Co ciekawe, także komisarz z Włoch ds. gospodarki Paolo Gentiloni zabrał głos wyraźnie w kontrze do postawy swojej szefowej Ursuli von der Leyen: „Działania podejmowane na szczeblu krajowym mają istotny wpływ na inne państwa członkowskie, więc skoordynowane podejście na szczeblu europejskim jest ważniejsze niż kiedykolwiek”. Wreszcie przywołajmy jeszcze głos Paryża, a dokładnie ministra finansów Bruno Le Maire: „Konieczne jest zachowanie równych szans między państwami członkowskimi strefy euro i ogólnie między państwami członkowskimi. Jeśli nie ma konsultacji, jeśli nie ma solidarności, jeśli nie ma ukierunkowanego wsparcia dla biznesu, jeśli nie ma szacunku dla zasady równych szans, ryzykujemy rozdrobnienie strefy euro”.
Ten Olaf Scholz…
Postawa rządu niemieckiego, a dokładnie jej szefa kanclerza Olafa Scholza skłoniła część komentatorów do szerszej refleksji. Niedawno ten polityk był mocno krytykowany za wstrzemięźliwą postawę wobec wojny w Ukrainie i pomocy dla tego dzielnie walczącego narodu. Symbolem – delikatnie mówiąc – niezrozumienia powagi sytuacji była dostawa 5 tysięcy hełmów, a dopiero po ostrej fali krytyki „poważniejszej” broni. Potem jednak znowu pojawiła się irytacja zachowawczą postawą kanclerza, gdy zaczął blokować dostawy czołgów dla armii ukraińskiej. Dalej nie wydał tej
zgody mimo apeli nie tylko z wielu stolic świata, ale też od polityków opozycyjnej dzisiaj w Niemczech chadecji.

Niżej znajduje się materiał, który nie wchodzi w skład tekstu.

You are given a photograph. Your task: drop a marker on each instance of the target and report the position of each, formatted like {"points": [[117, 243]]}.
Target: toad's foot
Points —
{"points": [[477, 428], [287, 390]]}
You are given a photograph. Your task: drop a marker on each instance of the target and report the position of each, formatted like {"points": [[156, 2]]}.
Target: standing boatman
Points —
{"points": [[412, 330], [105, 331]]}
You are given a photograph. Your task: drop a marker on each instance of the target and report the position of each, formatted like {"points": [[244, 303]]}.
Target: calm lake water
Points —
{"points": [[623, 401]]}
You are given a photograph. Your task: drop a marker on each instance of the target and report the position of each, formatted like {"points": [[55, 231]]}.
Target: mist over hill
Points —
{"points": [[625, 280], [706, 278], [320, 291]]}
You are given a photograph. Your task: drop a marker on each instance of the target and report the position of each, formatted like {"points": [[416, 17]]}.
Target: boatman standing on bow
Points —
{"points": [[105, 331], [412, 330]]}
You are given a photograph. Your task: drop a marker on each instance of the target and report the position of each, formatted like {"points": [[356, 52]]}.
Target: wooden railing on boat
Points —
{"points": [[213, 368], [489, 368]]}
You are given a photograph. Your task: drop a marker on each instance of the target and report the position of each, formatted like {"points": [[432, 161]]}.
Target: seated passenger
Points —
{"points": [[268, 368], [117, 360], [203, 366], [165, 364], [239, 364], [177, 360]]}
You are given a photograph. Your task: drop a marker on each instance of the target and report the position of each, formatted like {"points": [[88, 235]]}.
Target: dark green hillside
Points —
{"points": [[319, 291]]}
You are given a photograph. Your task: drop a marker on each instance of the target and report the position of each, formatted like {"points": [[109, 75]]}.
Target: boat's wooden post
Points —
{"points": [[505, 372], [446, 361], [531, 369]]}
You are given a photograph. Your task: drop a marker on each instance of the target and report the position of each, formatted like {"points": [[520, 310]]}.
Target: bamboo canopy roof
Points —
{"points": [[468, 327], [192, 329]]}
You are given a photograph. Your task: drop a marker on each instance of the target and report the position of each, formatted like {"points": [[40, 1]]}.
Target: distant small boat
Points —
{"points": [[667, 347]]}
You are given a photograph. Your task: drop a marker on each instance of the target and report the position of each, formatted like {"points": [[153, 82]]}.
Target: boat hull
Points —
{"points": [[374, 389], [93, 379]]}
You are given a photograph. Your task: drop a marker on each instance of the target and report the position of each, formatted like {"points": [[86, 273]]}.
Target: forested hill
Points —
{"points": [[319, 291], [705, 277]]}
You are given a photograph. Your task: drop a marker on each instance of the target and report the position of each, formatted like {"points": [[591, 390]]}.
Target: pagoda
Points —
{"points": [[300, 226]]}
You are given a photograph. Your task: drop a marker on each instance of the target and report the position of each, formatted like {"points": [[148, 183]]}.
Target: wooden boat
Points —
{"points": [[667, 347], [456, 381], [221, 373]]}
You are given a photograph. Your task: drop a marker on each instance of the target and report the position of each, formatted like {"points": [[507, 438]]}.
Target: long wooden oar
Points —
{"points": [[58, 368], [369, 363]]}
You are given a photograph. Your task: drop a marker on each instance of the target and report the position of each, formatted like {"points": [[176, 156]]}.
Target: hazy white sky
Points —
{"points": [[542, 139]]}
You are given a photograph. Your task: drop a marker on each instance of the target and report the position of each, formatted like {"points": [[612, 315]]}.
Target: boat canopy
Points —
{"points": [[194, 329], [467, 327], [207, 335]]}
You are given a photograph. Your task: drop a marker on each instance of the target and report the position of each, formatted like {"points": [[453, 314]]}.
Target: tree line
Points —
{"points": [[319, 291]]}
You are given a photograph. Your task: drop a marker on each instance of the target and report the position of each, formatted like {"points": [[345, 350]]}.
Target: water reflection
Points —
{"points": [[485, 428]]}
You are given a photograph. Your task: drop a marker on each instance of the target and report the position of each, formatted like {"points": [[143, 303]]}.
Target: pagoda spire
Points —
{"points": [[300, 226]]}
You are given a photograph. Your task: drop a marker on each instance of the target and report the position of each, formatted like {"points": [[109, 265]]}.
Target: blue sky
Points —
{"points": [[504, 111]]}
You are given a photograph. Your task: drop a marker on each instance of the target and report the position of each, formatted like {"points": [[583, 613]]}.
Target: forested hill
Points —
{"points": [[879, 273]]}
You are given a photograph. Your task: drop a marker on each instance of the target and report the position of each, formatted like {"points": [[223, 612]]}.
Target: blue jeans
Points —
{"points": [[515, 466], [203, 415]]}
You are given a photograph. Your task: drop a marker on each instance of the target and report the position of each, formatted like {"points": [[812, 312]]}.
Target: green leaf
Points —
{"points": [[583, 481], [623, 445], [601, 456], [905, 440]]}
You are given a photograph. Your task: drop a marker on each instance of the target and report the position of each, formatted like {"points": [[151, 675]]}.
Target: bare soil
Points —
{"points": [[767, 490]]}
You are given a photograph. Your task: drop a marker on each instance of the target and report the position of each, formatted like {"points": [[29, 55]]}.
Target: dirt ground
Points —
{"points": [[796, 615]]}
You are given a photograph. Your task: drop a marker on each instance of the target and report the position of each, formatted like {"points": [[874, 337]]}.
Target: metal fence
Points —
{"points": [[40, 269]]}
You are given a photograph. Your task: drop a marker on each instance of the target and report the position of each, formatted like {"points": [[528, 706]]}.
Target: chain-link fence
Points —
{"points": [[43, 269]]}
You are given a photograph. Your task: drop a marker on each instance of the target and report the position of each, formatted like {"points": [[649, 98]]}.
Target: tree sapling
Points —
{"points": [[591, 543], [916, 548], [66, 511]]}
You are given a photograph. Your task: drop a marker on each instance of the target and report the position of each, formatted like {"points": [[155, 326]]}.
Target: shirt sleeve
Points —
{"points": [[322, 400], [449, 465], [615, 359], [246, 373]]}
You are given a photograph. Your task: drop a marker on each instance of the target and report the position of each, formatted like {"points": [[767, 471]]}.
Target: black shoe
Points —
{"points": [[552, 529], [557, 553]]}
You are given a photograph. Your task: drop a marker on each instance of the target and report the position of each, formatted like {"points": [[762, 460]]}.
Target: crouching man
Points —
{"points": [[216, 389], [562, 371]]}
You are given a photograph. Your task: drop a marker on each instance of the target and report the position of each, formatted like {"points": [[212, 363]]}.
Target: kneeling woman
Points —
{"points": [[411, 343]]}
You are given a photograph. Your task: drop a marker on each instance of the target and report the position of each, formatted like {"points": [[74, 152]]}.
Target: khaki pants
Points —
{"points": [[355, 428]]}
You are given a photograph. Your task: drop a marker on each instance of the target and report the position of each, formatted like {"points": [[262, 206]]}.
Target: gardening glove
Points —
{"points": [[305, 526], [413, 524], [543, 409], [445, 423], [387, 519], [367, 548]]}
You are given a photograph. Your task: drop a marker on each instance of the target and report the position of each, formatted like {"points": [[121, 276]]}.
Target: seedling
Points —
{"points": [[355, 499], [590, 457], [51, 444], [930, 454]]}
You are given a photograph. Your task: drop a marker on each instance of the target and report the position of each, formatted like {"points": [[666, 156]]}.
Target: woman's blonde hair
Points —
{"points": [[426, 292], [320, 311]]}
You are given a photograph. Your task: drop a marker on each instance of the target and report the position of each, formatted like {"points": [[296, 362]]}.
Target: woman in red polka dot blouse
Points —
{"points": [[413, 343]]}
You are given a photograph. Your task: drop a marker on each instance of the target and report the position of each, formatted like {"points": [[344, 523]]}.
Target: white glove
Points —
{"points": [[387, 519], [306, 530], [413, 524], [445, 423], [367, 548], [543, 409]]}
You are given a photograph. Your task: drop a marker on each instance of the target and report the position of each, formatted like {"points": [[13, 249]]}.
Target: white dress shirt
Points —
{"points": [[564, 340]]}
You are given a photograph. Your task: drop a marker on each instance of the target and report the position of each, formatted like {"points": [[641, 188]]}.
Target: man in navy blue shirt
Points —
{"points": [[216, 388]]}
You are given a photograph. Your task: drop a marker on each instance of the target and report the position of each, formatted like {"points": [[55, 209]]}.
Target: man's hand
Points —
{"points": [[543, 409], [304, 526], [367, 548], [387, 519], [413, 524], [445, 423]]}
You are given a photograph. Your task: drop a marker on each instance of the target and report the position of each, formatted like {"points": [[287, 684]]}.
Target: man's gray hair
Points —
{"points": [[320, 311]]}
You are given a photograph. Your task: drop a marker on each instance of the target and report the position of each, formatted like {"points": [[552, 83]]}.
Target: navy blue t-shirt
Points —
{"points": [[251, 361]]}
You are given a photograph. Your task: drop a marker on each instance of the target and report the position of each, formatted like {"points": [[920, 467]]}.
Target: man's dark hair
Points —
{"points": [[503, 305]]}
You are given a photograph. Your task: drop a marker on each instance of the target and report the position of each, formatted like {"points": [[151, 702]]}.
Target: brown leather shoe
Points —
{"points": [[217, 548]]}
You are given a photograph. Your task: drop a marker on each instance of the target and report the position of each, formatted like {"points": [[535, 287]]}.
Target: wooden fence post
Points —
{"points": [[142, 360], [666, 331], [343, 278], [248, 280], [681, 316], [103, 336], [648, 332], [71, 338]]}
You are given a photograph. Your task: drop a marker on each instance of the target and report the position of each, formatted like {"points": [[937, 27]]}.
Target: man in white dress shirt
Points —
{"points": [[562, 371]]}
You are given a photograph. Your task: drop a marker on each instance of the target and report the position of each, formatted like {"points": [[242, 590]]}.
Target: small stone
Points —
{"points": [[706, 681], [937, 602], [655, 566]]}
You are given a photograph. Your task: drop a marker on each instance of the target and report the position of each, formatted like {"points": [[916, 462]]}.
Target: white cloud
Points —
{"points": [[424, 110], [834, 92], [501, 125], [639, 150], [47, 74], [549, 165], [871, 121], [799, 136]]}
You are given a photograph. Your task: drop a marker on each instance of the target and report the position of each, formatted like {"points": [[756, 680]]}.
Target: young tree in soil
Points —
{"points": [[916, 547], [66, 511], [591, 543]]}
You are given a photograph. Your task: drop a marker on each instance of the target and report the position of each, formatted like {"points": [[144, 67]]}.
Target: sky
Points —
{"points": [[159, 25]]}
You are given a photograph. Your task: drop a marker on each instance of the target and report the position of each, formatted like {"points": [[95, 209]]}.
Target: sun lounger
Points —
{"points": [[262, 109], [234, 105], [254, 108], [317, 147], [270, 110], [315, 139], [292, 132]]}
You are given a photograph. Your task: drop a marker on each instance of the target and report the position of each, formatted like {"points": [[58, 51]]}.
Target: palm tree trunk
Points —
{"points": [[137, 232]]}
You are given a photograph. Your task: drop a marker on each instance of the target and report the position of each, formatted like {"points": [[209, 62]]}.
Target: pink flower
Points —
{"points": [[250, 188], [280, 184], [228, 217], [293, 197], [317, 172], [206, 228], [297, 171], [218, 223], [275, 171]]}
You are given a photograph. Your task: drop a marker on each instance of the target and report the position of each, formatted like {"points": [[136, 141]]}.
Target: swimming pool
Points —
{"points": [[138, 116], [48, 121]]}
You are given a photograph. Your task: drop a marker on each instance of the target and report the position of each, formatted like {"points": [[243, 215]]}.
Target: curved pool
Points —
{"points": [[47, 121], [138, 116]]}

Gdy teraz pojawiła się odmowa wprowadzenia limitu na cenę gazu na poziomie UE przy jednoczesnym subsydiowaniu własnej gospodarki, można było przeczytać w europejskiej prasie, że kanclerz Olaf Scholz nie pojął jeszcze, co to znaczy przewodzić największemu państwu UE. A znaczy tyle, że musi on brać pod uwagę europejski wymiar decyzji podejmowanych przez Niemcy we własnym kraju. Wielu unijnych dyplomatów uważa, że kanclerz Niemiec musi szybko nauczyć się działać jako Europejczyk.
Presja pomaga
Fala krytyki przyniosła pewne efekty. Podczas sesji plenarnej Parlamentu Europejskiego w Strasburgu 5 października odbyła się debata o wojnie w Ukrainie i wielu skutkach ubocznych tej tragedii. Pojawiła się Ursula von der Leyen i próbowała wykazać, że wszelkie podejrzenia o jej współdziałanie z władzami w Berlinie są bezpodstawne. W swoim wystąpieniu opowiedziała się za limitem ceny gazu, choć nie w tak „czystej formie”, jak to proponowały rządy 15-tki. „Nasz rynek energii elektrycznej jest zbudowany w taki sposób, że wysokie ceny gazu napędzają ceny energii elektrycznej. Musimy teraz ograniczyć ten inflacyjny wpływ gazu na energię elektryczną wszędzie w Europie. Dlatego jesteśmy gotowi do dyskusji o ograniczeniu ceny gazu wykorzystywanego do produkcji energii elektrycznej (podkreślenie M.Z.). Limit ten byłby również pierwszym krokiem na drodze do reformy strukturalnej i ogólnej reformy naszego rynku energii elektrycznej”.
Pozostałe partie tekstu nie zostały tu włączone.